The beautiful British model looks back on her addictions and a particularly tough period during her teenage years.
“I’m sure I was happy as a child, but I think as I got older, I looked back and realized that wasn’t normal,” Delevingne confirmed to Vogue Magazine.
“Then when I was a teenager, it all fell apart. I started drinking and partying, I had a need to escape from reality and change it.
“I hadn’t yet uncovered the bloody hole, the real inner turmoil.”
Alcohol is a recurring theme throughout her difficult moments of life
Cara Delevingne spoke openly about her numerous battles with alcohol abuse, the extent of which wasn’t fully known by her fans.
It’s unclear whether this event had any influence on her later life, but the model told an interesting anecdote from her childhood.
“When I was seven, I woke up at my grandmother’s house in my bedroom, hungover and wearing a bridesmaid’s dress,” she explained.
“I had gone around finishing off glasses of champagne.”
The model, at the age of 10, began taking sleeping pills as she suffered from crippling insomnia, before finally being placed on anti-depressants at 15.
“It was really the start of the mental health problems and self-harm,” she added
“I was on medication and it just saved my life.
“It wasn’t so much a chemical imbalance, but more of a response to the trauma.

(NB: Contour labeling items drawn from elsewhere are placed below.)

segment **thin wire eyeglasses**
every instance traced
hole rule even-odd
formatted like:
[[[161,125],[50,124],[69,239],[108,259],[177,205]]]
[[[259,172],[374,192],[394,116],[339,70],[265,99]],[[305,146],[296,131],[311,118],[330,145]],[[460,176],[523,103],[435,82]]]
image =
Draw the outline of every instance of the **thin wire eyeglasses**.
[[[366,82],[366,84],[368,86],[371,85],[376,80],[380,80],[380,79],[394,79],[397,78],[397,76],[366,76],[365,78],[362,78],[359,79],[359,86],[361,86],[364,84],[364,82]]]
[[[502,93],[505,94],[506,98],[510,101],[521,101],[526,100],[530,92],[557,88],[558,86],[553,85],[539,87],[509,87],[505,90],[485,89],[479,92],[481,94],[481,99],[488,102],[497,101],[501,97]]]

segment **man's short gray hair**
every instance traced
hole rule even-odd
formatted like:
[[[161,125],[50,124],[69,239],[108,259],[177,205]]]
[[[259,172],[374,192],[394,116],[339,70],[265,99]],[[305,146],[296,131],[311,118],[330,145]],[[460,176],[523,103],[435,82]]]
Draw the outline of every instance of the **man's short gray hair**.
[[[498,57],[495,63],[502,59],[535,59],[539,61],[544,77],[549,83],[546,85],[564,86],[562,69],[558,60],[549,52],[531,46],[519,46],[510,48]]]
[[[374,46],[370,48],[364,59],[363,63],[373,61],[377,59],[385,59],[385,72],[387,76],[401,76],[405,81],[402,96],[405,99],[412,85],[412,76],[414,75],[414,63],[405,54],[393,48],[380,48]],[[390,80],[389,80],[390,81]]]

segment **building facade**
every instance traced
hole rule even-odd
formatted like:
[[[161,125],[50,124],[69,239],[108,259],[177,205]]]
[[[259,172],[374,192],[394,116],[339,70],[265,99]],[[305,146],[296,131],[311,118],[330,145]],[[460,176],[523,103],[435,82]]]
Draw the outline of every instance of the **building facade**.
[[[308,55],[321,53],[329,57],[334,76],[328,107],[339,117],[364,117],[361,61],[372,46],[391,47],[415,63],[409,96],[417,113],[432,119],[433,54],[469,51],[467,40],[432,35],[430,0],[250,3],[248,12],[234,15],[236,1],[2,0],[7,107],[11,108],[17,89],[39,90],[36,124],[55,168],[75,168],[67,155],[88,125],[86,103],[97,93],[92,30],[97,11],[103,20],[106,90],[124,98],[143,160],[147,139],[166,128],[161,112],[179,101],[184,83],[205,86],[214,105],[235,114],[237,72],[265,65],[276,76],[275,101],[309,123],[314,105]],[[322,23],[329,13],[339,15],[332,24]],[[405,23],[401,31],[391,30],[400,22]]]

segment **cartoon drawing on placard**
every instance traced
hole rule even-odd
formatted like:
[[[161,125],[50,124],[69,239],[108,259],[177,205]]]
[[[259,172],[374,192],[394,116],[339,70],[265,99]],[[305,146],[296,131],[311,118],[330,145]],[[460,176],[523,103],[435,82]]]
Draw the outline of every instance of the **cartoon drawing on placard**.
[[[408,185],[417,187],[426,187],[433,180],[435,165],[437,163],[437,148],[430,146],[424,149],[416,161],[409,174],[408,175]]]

“I still think there is a part of the diagnosis that is damaging. How many times I was encouraged to take this or that.”
Ahead of her birthday, the actor was rather circumspect about her life, discussing how unsustainable previous periods of her existence were.
“I always knew that things would have to be different at 30, because the way I was living was not sustainable,” she concluded.
“There’s a part of feeling invincible when you’re on drugs. It put me in danger at that time because I didn’t care about my life.
“[during the pandemic] I had a complete existential crisis. My whole sense of belonging, my whole sense of validation, my whole identity, everything, was wrapped up in the job. When that went away, I felt like I had no purpose. I was just worthless without work and that was scary.”